In April, the Larne gun-running took place, when the UVF smuggled in 20,000 rifles from Austria-Hungary by way of Hamburg. Research in national and local archives could not establish whether Berlin and Vienna had a hand in it. King George V told the ambassadors of Austria-Hungary, Germany and France that he feared a civil war was on the cards in Ireland.

On June 28th, Austro-Hungarian Archduke Franz Ferdinand was assassinated in Sarajevo by a Serbian nationalist. Events now gathered momentum. The so-called July Crisis developed when governments wondered who was going to do what. On July 15th, the German embassy reported that civil war in Ireland was a distinct possibility. The Kaiser wrote in the margin: “War of Thirty Years!” and his Under-Secretary of State, Arthur Zimmermann, declared that the British government did not want a full-scale war on the continent because of the Irish crisis.

On July 21st, George V opened the Buckingham Palace conference, a last ditch attempt to find an acceptable Home Rule solution for both nationalists and unionists. It ended in a miserable failure three days later. In Vienna, General Franz Conrad von Hötzendorf, the Chief of Staff, noted in his diary that the conference had failed and that civil war was threatening.

On July 25th, Serbia rejected Austria-Hungary’s ultimatum, demanding humiliating terms after the assassination of Franz Ferdinand. The next day, a British regiment killed four people and wounded 40 others in Dublin after a gun-running for the Irish Volunteers. So soon after the failure of the Buckingham Palace Conference, the Bachelors’ Walk massacre seemed to mark the beginning of the long-expected civil war in Ireland. The Austrian press spoke about “alarming news from Ulster” and “Belfast rebel divisions” taking up position in the city. In Luxembourg, the press announced the beginning of the civil war.
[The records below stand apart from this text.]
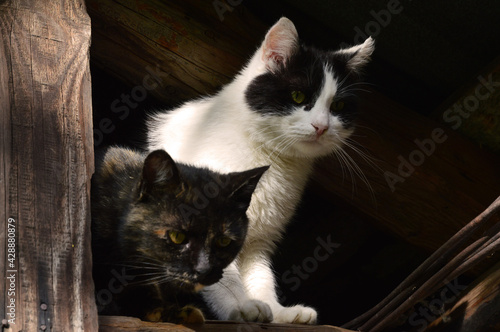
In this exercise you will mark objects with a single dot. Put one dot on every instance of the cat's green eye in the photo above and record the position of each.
(298, 97)
(337, 106)
(176, 237)
(223, 241)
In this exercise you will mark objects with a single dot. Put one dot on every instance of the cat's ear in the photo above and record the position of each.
(159, 171)
(243, 185)
(358, 56)
(281, 42)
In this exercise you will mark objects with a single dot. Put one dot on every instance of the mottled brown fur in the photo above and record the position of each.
(138, 203)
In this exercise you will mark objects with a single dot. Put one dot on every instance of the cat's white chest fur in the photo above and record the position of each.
(284, 109)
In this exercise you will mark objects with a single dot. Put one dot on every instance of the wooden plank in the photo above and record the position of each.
(119, 324)
(426, 181)
(423, 172)
(47, 161)
(191, 51)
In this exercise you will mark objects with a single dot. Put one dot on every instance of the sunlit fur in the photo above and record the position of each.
(253, 121)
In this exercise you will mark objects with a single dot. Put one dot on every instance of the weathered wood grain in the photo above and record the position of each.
(425, 205)
(430, 200)
(185, 43)
(47, 161)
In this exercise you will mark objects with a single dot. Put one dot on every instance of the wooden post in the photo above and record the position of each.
(46, 161)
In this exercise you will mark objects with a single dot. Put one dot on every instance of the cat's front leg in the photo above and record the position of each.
(229, 301)
(259, 282)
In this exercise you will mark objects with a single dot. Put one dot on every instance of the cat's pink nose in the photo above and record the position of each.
(320, 129)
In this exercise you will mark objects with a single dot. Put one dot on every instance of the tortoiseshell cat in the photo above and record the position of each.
(161, 228)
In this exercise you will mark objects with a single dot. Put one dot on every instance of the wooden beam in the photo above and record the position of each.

This perception was wrong.

On July 26th, the Belgian minister in Berlin reported that the Germans could now wage war in “extremely favourable circumstances” and quoted the reasons: the Russian army was not yet fully reorganised, the French had problems with their artillery and “England (…) is paralysed by her internal dissensions and her Irish quarrels”.

On July 28th, Austria-Hungary declared war on Serbia. Now, the alliance mechanism came into play and one great power after the other became involved. But what would the United Kingdom do?

In London, Herbert Asquith was passionately in love with a young woman about 40 years younger than him. In his detailed and politically indiscrete correspondence with her the Liberal Prime Minister makes clear his preoccupation with the Irish crisis and current financial problems.

His letter of the 30th of July has however not received sufficient attention in the analysis of the July Crisis. That day, he secretly met Conservative leader Andrew Bonar Law and Unionist leader Sir Edward Carson. His political opponents persuaded him that it was now an urgent priority to focus on the events on the Balkans rather than on Home Rule. According to Asquith: “I agreed and read to them the latest telegrams from Berlin which, in my judgement, assume that the German Government are calculating upon internal weaknesses to affect our foreign policy”. Asquith was keenly aware of a correlation between the Irish and Serbian crises but he failed to act decisively. His problem was not only the Irish and financial problems but also his cabinet where a majority of ministers were opposed to an intervention on the continent. And how would Nationalist leader John Redmond react?

On August 1st, Grey told a dismayed Russian ambassador that the sending of a British Expeditionary Force (BEF) was presently not possible, “a force which the government could use for possible inner troubles in the kingdom”. In the evening, Germany declared war on Russia which had mobilised to assist Serbia against Austria-Hungary. Later, German units entered Luxembourg. They were on their way to Belgium.